Nevertheless, more than half of the affected population of Kritipur is still being forced to live in damaged homes because the temporary shelters aren’t enough. With the hope that their coming generations do not have to face these harsh conditions, Nirmala and her colleagues stress the importance of constructing earthquake resistant homes in the future.
Kirtipur is not the only area affected by the earthquake. According to data and sources from the government, approximately 595,728 houses were destroyed and another 279,828 were damaged by the quakes across the country. Hundreds of thousands of people continue to remain in makeshift shelters, as more than 1,17,000 people were displaced. Many of the affected families are also still struggling to recover and rebuild their livelihoods.

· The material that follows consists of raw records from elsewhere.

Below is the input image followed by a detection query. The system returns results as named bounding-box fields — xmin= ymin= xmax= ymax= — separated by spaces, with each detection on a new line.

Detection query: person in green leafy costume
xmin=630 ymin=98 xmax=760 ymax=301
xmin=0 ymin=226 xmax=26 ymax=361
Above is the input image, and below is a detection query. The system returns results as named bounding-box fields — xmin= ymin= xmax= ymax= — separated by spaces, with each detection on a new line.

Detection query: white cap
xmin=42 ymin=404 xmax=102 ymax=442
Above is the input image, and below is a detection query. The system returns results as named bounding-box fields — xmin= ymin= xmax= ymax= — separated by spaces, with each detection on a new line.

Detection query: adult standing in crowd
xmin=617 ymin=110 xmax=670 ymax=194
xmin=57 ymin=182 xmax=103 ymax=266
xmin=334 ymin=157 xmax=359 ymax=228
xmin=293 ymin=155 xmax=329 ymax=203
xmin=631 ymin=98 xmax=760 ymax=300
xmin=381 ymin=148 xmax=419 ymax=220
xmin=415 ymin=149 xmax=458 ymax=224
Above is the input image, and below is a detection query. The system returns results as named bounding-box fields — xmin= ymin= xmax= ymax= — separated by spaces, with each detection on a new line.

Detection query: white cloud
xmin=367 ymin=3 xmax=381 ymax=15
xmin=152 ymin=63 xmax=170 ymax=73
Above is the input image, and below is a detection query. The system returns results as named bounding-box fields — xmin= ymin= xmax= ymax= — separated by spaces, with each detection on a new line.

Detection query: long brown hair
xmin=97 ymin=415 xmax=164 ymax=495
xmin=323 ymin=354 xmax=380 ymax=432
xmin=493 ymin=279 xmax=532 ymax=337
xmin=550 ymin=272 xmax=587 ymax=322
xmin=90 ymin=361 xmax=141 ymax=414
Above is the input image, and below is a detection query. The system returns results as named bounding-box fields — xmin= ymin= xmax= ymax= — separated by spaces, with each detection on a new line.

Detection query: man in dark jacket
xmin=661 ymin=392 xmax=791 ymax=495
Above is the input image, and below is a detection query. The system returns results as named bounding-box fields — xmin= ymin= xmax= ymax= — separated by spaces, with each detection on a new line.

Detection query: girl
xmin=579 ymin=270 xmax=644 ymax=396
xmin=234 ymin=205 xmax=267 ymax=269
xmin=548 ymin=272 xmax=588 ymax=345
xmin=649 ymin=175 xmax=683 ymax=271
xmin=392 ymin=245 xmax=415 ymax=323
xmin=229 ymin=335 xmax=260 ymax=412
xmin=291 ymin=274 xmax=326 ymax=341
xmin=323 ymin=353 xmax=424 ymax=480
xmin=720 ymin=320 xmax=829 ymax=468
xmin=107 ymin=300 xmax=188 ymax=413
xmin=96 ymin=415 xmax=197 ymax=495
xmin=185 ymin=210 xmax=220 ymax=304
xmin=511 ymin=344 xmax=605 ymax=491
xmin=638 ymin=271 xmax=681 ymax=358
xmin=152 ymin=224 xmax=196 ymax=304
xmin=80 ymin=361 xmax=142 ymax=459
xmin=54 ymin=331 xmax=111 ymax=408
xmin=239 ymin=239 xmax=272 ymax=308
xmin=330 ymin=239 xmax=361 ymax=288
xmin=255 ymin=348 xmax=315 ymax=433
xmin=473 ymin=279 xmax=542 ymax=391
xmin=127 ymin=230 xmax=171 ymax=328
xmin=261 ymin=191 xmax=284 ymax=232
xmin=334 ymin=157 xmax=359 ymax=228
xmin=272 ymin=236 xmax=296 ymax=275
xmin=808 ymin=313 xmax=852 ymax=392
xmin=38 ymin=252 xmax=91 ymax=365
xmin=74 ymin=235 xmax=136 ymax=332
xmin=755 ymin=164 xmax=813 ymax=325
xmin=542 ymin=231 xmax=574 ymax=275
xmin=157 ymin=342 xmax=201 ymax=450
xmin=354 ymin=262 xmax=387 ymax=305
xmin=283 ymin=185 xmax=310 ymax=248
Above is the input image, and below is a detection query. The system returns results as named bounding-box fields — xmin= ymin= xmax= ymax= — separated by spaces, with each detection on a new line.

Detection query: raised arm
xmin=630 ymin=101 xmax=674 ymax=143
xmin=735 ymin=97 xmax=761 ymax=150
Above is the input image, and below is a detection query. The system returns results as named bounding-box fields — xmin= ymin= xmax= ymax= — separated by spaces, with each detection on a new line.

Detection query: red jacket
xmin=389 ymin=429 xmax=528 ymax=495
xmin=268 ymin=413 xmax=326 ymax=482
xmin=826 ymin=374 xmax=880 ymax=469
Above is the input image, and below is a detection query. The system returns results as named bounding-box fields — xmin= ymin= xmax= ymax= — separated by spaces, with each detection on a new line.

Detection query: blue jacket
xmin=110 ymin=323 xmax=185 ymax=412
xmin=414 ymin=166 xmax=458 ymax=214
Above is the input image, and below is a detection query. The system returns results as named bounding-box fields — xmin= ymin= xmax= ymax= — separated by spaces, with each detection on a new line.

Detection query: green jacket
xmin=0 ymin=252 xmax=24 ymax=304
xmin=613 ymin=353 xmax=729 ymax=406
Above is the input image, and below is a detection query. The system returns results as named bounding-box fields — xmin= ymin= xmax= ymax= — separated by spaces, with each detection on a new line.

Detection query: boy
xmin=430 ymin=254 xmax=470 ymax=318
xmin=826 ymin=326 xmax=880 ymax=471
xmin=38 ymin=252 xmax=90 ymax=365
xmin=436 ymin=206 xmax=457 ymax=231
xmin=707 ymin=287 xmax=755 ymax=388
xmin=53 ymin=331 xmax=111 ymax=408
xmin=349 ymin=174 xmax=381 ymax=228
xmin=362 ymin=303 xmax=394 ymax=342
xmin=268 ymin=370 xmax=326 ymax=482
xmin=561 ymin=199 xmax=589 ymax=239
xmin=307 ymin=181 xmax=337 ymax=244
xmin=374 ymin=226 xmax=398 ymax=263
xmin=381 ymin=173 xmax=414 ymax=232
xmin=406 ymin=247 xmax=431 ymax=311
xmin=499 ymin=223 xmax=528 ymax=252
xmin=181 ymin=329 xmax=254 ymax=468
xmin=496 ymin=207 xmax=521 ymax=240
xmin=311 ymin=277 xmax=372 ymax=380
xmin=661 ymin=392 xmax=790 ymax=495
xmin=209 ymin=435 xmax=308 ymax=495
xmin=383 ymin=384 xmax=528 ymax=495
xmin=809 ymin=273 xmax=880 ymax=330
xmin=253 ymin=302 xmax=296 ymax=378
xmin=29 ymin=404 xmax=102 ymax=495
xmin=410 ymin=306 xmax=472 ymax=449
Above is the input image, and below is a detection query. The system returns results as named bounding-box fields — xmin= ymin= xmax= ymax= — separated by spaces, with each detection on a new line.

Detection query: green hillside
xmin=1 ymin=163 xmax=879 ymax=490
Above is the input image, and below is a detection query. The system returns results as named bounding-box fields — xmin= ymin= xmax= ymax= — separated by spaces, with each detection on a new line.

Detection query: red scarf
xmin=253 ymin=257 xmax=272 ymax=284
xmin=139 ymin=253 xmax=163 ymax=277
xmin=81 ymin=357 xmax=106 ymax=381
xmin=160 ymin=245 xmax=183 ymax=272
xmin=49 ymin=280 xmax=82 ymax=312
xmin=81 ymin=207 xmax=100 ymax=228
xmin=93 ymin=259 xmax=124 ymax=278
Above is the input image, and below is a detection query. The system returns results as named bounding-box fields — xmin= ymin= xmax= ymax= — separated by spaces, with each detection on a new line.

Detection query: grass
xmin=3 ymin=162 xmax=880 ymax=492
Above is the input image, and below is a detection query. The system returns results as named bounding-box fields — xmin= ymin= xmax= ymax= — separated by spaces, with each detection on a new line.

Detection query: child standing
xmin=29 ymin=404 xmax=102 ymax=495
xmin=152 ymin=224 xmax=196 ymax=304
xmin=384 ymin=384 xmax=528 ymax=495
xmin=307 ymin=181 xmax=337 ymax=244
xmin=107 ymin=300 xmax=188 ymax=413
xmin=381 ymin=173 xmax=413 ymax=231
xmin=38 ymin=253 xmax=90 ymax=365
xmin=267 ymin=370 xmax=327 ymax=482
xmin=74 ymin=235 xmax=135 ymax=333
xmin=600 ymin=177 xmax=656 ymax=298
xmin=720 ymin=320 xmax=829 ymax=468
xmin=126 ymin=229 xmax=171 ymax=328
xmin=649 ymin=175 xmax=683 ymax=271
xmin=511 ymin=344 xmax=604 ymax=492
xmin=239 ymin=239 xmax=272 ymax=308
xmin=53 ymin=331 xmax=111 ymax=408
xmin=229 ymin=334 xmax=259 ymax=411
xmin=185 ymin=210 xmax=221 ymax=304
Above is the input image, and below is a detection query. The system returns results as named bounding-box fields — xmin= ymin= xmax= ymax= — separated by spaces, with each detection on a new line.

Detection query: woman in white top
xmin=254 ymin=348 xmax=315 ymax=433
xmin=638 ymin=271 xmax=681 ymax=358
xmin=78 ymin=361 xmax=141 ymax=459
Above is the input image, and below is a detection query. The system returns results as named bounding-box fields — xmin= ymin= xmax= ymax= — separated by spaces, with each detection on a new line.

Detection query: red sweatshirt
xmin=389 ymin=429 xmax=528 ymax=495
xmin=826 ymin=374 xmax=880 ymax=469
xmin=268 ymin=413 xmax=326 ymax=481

It’s estimated that around 43,500 households have still not received adequate supplies or, in some cases, have not even been reached yet. The government relief packages are yet to reach many remote earthquake-affected villages. In this situation NGOs, INGOs, other humanitarian support organizations and some youth representatives from various political parties are trying to get access to such villages to help the public build temporary shelters. This has been much appreciated by the local communities.

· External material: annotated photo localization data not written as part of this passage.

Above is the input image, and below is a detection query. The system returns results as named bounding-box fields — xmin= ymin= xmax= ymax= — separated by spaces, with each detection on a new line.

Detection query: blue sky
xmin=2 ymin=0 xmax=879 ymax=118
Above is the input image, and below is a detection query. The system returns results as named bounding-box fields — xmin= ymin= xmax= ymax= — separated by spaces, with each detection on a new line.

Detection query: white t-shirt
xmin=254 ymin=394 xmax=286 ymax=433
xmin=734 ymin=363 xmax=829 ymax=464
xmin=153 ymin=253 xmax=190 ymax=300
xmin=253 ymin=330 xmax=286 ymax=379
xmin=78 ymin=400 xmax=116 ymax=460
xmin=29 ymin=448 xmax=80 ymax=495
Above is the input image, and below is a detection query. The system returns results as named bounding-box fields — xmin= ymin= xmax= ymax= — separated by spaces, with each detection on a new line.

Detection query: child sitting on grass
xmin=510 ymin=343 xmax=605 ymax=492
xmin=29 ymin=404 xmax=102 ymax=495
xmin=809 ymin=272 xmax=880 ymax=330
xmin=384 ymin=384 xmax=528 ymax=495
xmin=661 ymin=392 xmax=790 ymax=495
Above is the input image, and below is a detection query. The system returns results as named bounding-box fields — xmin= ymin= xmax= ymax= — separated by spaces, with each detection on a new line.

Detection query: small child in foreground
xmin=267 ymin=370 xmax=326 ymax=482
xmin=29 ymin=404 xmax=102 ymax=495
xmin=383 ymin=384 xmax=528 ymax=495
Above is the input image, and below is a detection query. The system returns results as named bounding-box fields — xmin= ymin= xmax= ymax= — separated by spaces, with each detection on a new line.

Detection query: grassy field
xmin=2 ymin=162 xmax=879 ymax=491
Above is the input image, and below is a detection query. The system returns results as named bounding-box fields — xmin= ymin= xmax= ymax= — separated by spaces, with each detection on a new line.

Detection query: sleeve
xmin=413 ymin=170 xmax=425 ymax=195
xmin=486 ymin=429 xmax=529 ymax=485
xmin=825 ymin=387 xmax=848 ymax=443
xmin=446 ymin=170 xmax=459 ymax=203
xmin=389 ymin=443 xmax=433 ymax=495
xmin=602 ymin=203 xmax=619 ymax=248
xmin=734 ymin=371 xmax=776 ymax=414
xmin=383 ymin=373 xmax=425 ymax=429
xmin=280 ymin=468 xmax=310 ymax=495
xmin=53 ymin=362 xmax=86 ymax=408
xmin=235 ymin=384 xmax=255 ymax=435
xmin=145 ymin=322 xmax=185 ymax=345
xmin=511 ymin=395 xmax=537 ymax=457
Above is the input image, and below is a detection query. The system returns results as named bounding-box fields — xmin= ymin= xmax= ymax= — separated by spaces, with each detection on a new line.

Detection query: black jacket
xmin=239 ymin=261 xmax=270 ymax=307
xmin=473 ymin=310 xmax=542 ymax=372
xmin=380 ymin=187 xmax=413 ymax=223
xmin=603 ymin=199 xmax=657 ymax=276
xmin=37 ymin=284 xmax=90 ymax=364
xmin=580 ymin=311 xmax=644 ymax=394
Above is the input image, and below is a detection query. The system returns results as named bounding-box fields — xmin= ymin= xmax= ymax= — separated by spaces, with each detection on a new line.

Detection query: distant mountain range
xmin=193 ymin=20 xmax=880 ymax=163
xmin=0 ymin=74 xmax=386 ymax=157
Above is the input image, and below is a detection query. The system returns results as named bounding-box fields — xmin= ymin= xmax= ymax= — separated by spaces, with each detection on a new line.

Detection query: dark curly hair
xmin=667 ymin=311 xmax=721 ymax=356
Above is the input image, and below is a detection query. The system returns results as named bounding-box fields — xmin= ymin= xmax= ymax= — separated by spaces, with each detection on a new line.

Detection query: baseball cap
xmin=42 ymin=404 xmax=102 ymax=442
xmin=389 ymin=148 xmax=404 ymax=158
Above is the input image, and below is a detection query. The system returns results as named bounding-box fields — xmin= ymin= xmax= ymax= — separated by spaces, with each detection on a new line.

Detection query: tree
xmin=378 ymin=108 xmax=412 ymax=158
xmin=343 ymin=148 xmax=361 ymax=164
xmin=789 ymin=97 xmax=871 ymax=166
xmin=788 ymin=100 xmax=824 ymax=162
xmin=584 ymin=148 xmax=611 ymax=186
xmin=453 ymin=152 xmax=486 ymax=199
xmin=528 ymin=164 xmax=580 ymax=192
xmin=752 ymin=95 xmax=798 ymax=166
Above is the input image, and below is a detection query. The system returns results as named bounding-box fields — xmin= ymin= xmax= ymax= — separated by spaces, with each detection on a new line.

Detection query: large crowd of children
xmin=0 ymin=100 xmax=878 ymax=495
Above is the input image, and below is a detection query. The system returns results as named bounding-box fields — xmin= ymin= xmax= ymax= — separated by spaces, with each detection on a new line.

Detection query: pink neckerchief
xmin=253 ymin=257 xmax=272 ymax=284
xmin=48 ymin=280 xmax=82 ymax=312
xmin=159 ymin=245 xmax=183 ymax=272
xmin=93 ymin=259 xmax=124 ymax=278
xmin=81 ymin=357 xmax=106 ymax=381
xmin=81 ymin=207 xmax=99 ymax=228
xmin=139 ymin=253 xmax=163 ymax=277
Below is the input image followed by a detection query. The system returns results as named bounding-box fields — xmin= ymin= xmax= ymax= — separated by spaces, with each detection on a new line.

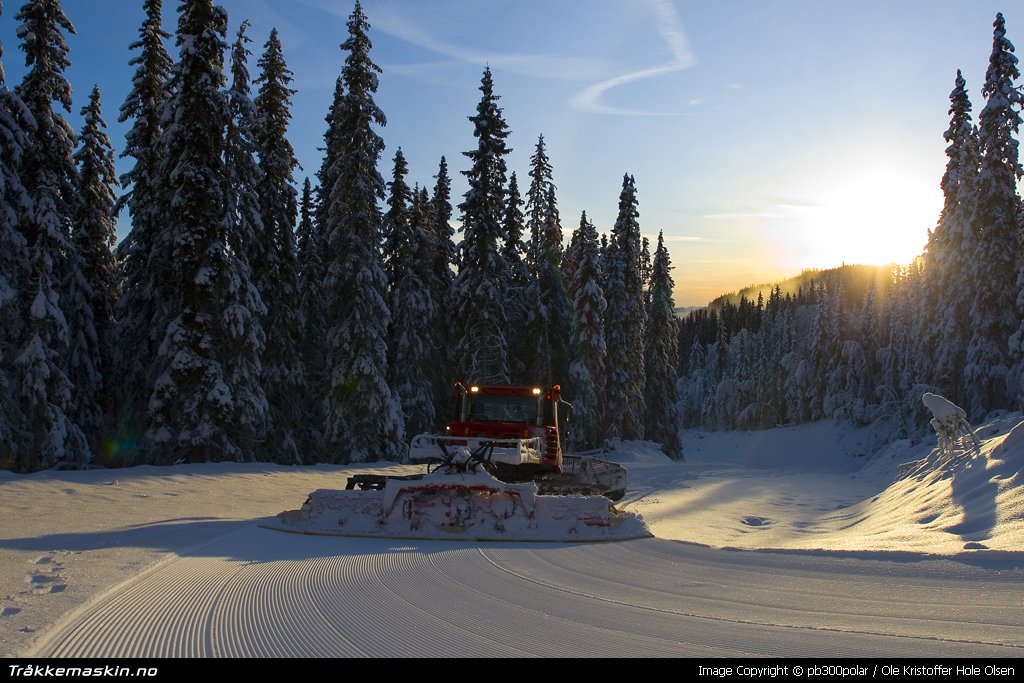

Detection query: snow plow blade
xmin=263 ymin=467 xmax=651 ymax=543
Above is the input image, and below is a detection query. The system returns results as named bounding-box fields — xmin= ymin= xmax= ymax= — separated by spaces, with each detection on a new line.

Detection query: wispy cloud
xmin=701 ymin=212 xmax=786 ymax=220
xmin=303 ymin=0 xmax=697 ymax=116
xmin=303 ymin=0 xmax=610 ymax=81
xmin=701 ymin=203 xmax=820 ymax=221
xmin=645 ymin=233 xmax=704 ymax=242
xmin=570 ymin=0 xmax=697 ymax=115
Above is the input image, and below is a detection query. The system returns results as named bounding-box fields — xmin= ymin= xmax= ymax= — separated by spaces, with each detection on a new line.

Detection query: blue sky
xmin=2 ymin=1 xmax=1021 ymax=305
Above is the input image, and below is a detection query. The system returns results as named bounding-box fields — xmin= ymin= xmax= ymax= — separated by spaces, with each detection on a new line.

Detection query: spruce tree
xmin=429 ymin=156 xmax=455 ymax=409
xmin=929 ymin=70 xmax=978 ymax=406
xmin=304 ymin=77 xmax=344 ymax=401
xmin=0 ymin=0 xmax=35 ymax=466
xmin=640 ymin=236 xmax=653 ymax=309
xmin=525 ymin=134 xmax=557 ymax=277
xmin=502 ymin=171 xmax=530 ymax=382
xmin=320 ymin=1 xmax=404 ymax=462
xmin=253 ymin=27 xmax=307 ymax=461
xmin=523 ymin=135 xmax=572 ymax=387
xmin=567 ymin=211 xmax=607 ymax=449
xmin=113 ymin=0 xmax=172 ymax=441
xmin=220 ymin=17 xmax=270 ymax=458
xmin=72 ymin=86 xmax=119 ymax=456
xmin=644 ymin=231 xmax=682 ymax=458
xmin=296 ymin=178 xmax=318 ymax=282
xmin=382 ymin=147 xmax=412 ymax=293
xmin=225 ymin=21 xmax=262 ymax=252
xmin=315 ymin=76 xmax=345 ymax=232
xmin=432 ymin=155 xmax=455 ymax=279
xmin=146 ymin=0 xmax=268 ymax=463
xmin=604 ymin=174 xmax=647 ymax=439
xmin=12 ymin=0 xmax=89 ymax=469
xmin=389 ymin=181 xmax=442 ymax=437
xmin=296 ymin=175 xmax=325 ymax=436
xmin=452 ymin=67 xmax=513 ymax=384
xmin=967 ymin=12 xmax=1023 ymax=416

Many people are going to construct their new homes once this monsoon season is over. Earthquake affected district Dolakha, Sunkhani-2 inhabitant Bidur Sharma who is a teacher at a local school said, “We will begin our reconstruction after Tihar. We want to build an earthquake resistant building. However, there isn’t any information center or technical manpower in our village. We need to visit Kathmandu in order to get the necessary information and ideas regarding earthquake safety measures, which is not practical.”
To address the people’s demand, the district development committee along with UN-Habitat and partners are going to establish an information center in Dolakha. “To build safer homes, it’s vital to follow the National building code and as a teacher, I’m aware about this,” said Sharma.
On the other hand in Kathmandu, more than 90 percent of the houses have been built without following the National Building Code. Majority of the housing units have been constructed by the people as per their own needs and budgets.
The National Building Code has been approved and implemented since 2003. The practice of applying building code has already been started in government as well as private buildings. However, this requires massive training as well as dissemination including public awareness programs. Also, the importance of the building codes should be stressed upon as the implementation and execution of it could play a significant role in designing earthquake resistant buildings.
Deputy Director General of Department of Urban Development and Building Construction Shivahari Sharma said, “Proper implementation of the National Building Code can be the vital key in reducing earthquake risks in Nepal. This is the right time to circulate the message and make people aware about the significance of the building codes.” Till date, the building code has been implemented in thirty municipalities only.
Engineer Padma Sunder Joshi, Urban Planner and UN-Habitat Country program manager said, “Most of the Nepalis people made unsafe buildings. Therefore, we lost thousands of lives and lost properties worth billions of rupees. The unwillingness in implementing and following national building code is the major cause of the massive loss and damage in this devastating earthquake.”
Ever since the 7.8 magnitude earthquake struck on April 25 this year, the country has faced numerous major aftershocks. Thousands of people still live in temporary shelters and the possibility of construction post the monsoon season is high. Generally during an earthquake approximately 80 percent of the losses are caused due to destruction of buildings. Therefore, it’s important to follow the building codes and build safer building that can withstand earthquakes given the fact that we live in a seismically active zone.